The marketing research fraternity rushed to market with a bevy of brand equity metrics. In the absence of a universal meaning of brand equity, every research firm seemed to have a different measure. Research International developed the Equity Engine, IPSOS the Equity Builder, ACNielsen gave us Winning Brands and Millward Brown talked of BrandDynamics, all of which claimed to be measuring brand equity in one form or another.

Add to this the associated fields of brand finance and valuation, with their own techniques for measuring brand equity, and you arrive at a tangle of divergent claims about what is brand equity.

The potential for brand equity fabrication comes when marketing researchers provide the client with a brand equity score and
imply that increasing that score is something the business should be striving for.

It is at that point that the bond between research finding and fact becomes unfastened and heroic assumptions about the cause and effect of brand equity are made.

Does increasing brand equity as measured by an infinite number of contorted formulae bring about an increase in market share?


BRAND EQUITY =

MARKET SHARE


Brand measurement should be about measuring the brand’s power of attraction. That is, consumers’ purchase intentions.
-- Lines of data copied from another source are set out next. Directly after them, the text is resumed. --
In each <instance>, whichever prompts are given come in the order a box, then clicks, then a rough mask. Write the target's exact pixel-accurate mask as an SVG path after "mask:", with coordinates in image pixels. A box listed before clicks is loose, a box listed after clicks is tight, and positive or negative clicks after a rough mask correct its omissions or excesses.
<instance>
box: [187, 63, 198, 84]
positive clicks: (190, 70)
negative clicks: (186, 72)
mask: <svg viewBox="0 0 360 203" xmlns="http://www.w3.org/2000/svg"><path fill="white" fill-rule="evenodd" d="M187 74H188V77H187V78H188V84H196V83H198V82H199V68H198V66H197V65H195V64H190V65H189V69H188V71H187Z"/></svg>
If the brand measurement you are using does not strongly correlate with changes in market share, then it is not measuring brand. It doesn’t matter a jot if the measure has the term brand equity in its name and is accompanied by a convoluted formula or not.

When we choose to measure something like brand equity rather than a hard measure such as predicting sales, we choose to measure something which is imagined rather than something which is bankable.

If marketers were to more directly measure brand then they would be more directly accountable. It is easier to be accountable for an old-school, murky definition of brand equity rather than to be accountable for sales.

Being a creative mob, we seemed to have mastered coming up with pseudo scientific expressions to wrap around concepts that can be difficult to evaluate. Brand equity is the case in point. If you believe that brand and all its facets simply equates to future sales, then you should be measuring brand directly against relative sales potential and not against some other esoteric, ill-defined, made-up measure.

 

Measure the Fact,

not the Fairy tale

Quite simply, there is no universal meaning for the fabricated term brand equity.
I don’t know how or when you will next measure the performance of your brand but no matter how wedded your organisation is to brand equity and no matter what books you read on the subject or who you have heard present on brand equity, if the output of what you are measuring does not strongly correlate with sales, and therefore market share, then you are measuring the fairy tale and not the brand. <




Ken Roberts is managing partner of Forethought Research.